Dr Curtis Runstedler is a postdoctoral researcher in the Department of English Literature and Cultures at the University of Stuttgart. His current research examines literary depictions of robots and AI in contemporary literature. He was awarded his Ph.D. in English Literature at Durham University in 2018, specialising on alchemy and exemplary narratives in Middle English poetry. The resulting book Alchemy and Exemplary Poetry in Middle English Literature was published with Palgrave Macmillan's The New Middle Ages series. He has also written on queenship and alchemy in Game of Thrones, sympathetic werewolves in the medieval romance, Anglo-Saxon saint cults, cultural hybridity in The Legend of Zelda: Majora's Mask, a Renaissance reading of a medieval version of Jason and the Golden Fleece, and more. His research interests include medieval and Renaissance literature, feminism, contemporary English literature, history of science, Canadian indigenous literature, World War II history, and the supernatural and the occult.

Curtis was previously a Teach@Tübingen research and teaching fellow at Eberhard Karls Universität Tübingen. He is also a Associate Fellow of the Higher Education Academy and is TESOL/TEFL certified. In his spare time, he enjoys running, writing Western novels and horror short stories, fossil hunting, fishing, taking his red-eared slider Frankie for walks, and co-hosting the weekly film podcast The Seat Struck Movie Podcast, which can be heard on most streaming platforms.

"Alchemy and Exemplary Poetry in Middle English Literature is a daring book. Focusing on the moral uses of alchemy as it appears in narratives of late fourteenth- and fifteenth-century poets in England, Curtis Runstedler argues vigorously that late medieval writers grasped the transformational power of alchemy and alchemical practices to effect positive changes in the character and behavior of the fictive practitioners they created, and through them of real-life readers as well. This book uncovers surprising new ways to understand the work of Chaucer, Gower, and Lydgate, as well as several anonymous romances—a true turning of the familiar—but here-to-fore overlooked—into gold."

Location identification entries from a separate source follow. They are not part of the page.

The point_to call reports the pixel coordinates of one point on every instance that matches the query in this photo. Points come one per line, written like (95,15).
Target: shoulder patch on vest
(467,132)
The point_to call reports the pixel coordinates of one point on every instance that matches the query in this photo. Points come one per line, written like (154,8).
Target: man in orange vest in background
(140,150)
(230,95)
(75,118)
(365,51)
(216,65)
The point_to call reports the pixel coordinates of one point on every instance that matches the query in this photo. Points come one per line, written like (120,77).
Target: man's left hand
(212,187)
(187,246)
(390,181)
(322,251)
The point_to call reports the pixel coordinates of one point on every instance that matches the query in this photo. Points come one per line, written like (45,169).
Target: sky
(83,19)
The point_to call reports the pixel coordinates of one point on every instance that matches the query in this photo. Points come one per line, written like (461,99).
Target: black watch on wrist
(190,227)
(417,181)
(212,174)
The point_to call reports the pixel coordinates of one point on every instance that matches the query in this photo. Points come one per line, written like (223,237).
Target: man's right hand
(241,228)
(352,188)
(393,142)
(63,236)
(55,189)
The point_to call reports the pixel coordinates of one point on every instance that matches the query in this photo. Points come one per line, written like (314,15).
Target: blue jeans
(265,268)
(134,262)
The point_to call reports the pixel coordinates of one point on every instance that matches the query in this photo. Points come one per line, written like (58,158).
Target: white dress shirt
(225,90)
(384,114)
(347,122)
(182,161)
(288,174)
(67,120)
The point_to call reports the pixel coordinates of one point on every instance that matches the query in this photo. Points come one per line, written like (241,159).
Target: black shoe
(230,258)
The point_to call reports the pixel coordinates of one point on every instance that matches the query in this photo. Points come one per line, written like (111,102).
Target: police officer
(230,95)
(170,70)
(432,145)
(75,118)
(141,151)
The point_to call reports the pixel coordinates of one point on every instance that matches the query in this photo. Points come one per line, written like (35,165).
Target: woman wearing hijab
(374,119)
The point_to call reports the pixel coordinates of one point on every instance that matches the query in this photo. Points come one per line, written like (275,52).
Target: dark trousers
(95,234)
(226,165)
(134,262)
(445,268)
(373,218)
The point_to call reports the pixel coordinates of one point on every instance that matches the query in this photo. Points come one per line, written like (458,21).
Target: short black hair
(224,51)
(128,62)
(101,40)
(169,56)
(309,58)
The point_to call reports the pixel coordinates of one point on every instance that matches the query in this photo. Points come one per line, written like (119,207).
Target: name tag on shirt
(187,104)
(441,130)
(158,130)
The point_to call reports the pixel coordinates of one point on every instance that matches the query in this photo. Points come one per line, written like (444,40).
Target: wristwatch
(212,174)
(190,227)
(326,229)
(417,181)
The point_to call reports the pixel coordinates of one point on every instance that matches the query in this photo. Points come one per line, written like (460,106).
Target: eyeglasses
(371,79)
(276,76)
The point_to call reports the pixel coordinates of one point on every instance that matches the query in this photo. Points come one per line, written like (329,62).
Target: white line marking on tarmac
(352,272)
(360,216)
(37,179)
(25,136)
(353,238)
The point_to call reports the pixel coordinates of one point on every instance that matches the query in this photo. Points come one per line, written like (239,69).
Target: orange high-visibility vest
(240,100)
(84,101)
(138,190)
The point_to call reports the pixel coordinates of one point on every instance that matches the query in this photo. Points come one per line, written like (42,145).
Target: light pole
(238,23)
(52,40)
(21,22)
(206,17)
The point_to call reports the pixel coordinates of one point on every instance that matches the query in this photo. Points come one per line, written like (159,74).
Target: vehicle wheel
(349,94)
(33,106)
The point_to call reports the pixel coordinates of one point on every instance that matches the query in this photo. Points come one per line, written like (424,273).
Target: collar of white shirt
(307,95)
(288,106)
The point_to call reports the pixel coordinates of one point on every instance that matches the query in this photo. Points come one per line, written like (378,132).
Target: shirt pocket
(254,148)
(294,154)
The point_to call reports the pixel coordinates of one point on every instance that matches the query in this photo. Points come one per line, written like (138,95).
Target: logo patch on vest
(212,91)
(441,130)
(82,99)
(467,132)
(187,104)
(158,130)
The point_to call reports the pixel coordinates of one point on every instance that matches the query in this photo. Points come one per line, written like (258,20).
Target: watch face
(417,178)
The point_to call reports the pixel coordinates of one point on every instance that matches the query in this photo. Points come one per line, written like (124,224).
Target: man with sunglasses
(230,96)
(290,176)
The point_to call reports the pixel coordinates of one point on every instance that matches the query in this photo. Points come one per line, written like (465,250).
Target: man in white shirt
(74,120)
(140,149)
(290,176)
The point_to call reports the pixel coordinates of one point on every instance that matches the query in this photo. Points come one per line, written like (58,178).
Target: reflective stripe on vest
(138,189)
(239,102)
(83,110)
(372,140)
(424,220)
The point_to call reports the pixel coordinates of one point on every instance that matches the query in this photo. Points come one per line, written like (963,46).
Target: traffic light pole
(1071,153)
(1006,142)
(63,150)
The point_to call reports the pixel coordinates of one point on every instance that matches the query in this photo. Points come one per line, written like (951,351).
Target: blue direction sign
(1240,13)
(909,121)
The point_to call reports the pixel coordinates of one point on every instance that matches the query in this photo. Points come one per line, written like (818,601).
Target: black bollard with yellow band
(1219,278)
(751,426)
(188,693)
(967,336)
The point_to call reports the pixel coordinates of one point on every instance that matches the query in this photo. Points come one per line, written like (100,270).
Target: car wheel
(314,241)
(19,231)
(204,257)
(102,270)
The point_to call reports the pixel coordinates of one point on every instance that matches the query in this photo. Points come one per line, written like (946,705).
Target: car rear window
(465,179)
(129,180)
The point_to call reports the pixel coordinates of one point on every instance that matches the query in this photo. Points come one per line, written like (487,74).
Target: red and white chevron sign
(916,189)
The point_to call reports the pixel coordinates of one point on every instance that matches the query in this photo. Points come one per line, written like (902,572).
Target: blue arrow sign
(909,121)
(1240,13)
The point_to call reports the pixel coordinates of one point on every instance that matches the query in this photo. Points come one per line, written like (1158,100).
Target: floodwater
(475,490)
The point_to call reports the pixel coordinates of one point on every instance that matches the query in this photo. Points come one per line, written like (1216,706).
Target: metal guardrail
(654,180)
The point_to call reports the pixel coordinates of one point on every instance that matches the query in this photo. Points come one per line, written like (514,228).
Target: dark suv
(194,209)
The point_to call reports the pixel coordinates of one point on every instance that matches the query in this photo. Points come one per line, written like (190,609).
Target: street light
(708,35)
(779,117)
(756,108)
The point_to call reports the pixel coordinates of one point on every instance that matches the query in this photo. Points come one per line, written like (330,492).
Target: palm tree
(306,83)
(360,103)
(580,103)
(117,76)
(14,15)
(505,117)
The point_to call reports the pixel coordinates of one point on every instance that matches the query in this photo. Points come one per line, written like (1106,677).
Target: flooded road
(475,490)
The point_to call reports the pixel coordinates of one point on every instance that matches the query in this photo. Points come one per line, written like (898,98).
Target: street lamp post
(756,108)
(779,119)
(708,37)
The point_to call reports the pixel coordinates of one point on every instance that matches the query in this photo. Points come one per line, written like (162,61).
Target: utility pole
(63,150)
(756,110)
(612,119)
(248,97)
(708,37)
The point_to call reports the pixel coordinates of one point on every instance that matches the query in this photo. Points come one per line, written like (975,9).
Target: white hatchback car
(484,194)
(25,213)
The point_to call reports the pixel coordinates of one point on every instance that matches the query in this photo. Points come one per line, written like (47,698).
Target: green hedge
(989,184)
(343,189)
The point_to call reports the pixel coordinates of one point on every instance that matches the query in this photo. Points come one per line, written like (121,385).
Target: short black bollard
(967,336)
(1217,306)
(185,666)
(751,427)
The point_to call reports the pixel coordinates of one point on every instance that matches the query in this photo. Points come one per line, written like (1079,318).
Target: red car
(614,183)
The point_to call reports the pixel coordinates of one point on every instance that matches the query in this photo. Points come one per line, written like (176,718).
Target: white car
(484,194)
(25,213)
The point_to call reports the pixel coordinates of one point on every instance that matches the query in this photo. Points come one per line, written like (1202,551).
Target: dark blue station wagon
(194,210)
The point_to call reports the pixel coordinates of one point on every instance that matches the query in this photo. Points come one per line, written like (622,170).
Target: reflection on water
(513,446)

- R. F. Yeager, Professor Emeritus, University of West Florida

"Curtis Runstedler casts a fascinating light on attitudes to alchemy in the Middle Ages and its literary potential for moral instruction; he examines texts by well-known writers such as Chaucer and Gower, but also little-known dialogues featuring unexpected speakers such as Merlin and the Queen of Elves. Runstedler succeeds in making this arcane subject accessible. His book will be useful not only to medievalists, but also as a prequel to the increasing interest in alchemy in Early Modern English literature."

- Elizabeth Archibald, Professor Emerita, Durham University

"Good scholarly books are often characterised by mixing different ingredients in new ways. This one pioneers the blending of three - the history of alchemy, medieval English poetry, and medieval exemplary literature - and the result is a set of valuable new insights."

- Ronald Hutton, Professor, University of Bristol

"John Gower’s interest in alchemy has often puzzled modern readers, not only because the subject itself seems strange, but also because the description of alchemy in Book IV of the Confessio Amantis is not in Gower’s usual form, and so seems not to function in the way his more narrative exempla do. But in the Gower chapter of this careful study of alchemy in Middle English texts, Curtis Runstedler convincingly shows that the alchemical 'digression' offers a new model for both exemplary literature and for virtuous labour. Gower’s description of alchemy, in addition to revealing the poet's deep familiarity with the contemporary alchemical tradition, shows how the practice itself can be exemplary, thanks to the intellectual and physical labour at its core. And while for Gower, the modern alchemist, having lost contact with the knowledge once embedded at the heart of this science, can never succeed, nevertheless the pursuit of alchemical knowledge offers a praiseworthy antidote to sloth, and a call for continuing attention to linguistic interpretation and communication - central issues for a prolific, trilingual, widely-read poet such as Gower. I will confess to having skipped quickly through this section in past encounters with the Confessio, but this astute reading has changed my mind. If he hasn’t managed to transmute my ignorance into knowledge, Runstedler has at least set me on the path to new learning, and I am very happy to find myself there."